Rick Sheridan, Communications Manager for the Seattle Department of Transportation claims that the removal of 50 percent of the vehicle lanes “doesn’t reduce capacity,” and says this is the official line of the City of Seattle. The City bases this belief on a study, conducted by the City after the fact to justify the program, which is championed by avid bicyclist Mayor Mike McGinn.

Another bridge, another port. In San Francisco, the Golden Gate Bridge Highway and Transportation District (GGBHTD) has proposed several safety recommendations for bicyclists using the Golden Gate Bridge, including a 10 mph speed limit (5 mph around the Bridge towers and in construction and maintenance zones), a fine schedule of $100 per offense and a prohibition on bicycles whose seat exceeds four feet in height above the ground, and a prohibition against unicycles. Apparently the unicycle and velocipede lobby lost that battle.

As part of the Golden Gate Bridge Seismic Retrofit Construction Project, GGBHTD will be temporarily closing the Golden Gate Bridge sidewalks, one sidewalk at a time. According to GGBHTD, the west sidewalk will close on Monday, May 9 and remain closed for a 4-month period. During this time, bicycles and pedestrians will share the east sidewalk, and the GGBHTD has determined that bicyclists will have access 24 hours/day, while pedestrians have access sunrise to sunset.

If a bicyclist gets a flat tire halfway across the bridge after dark, suddenly becoming a pedestrian, will he be required to wait until sunrise to complete his journey?

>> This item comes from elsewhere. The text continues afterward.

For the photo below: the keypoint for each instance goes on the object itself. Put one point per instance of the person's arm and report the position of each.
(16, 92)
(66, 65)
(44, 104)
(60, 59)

Another port, more bicycles. California contributing editor Keith Higginbotham says California State Treasurer Bill Lockyer told maritime industry representatives last week that the California budget situation could affect a major bridge replacement project underway at the Port of Long Beach.

Lockyear, appearing as the keynote speaker at a Pacific Merchant Shipping Association annual luncheon in Long Beach, said that until the state budget for the coming fiscal year is approved by the state legislature, he can not issue bonds to cover the more than $250 million in state funds promised for the Gerald Desmond Bridge replacement project in Long Beach. Lockyear told the assembled businessmen that until the budget is approved, which is required under the state constitution by June 15, projects like the Gerald Desmond Bridge would remain on what he described as the state’s “wish list” of projects to fund.

In designing the new structure, Caltrans and the Port have asked the design-build teams to include plans and cost estimates for a bikeway to be incorporated into the design. Perhaps this would be a good time to ask the bicycle advocates in the Long Beach area to contribute some money to the cause.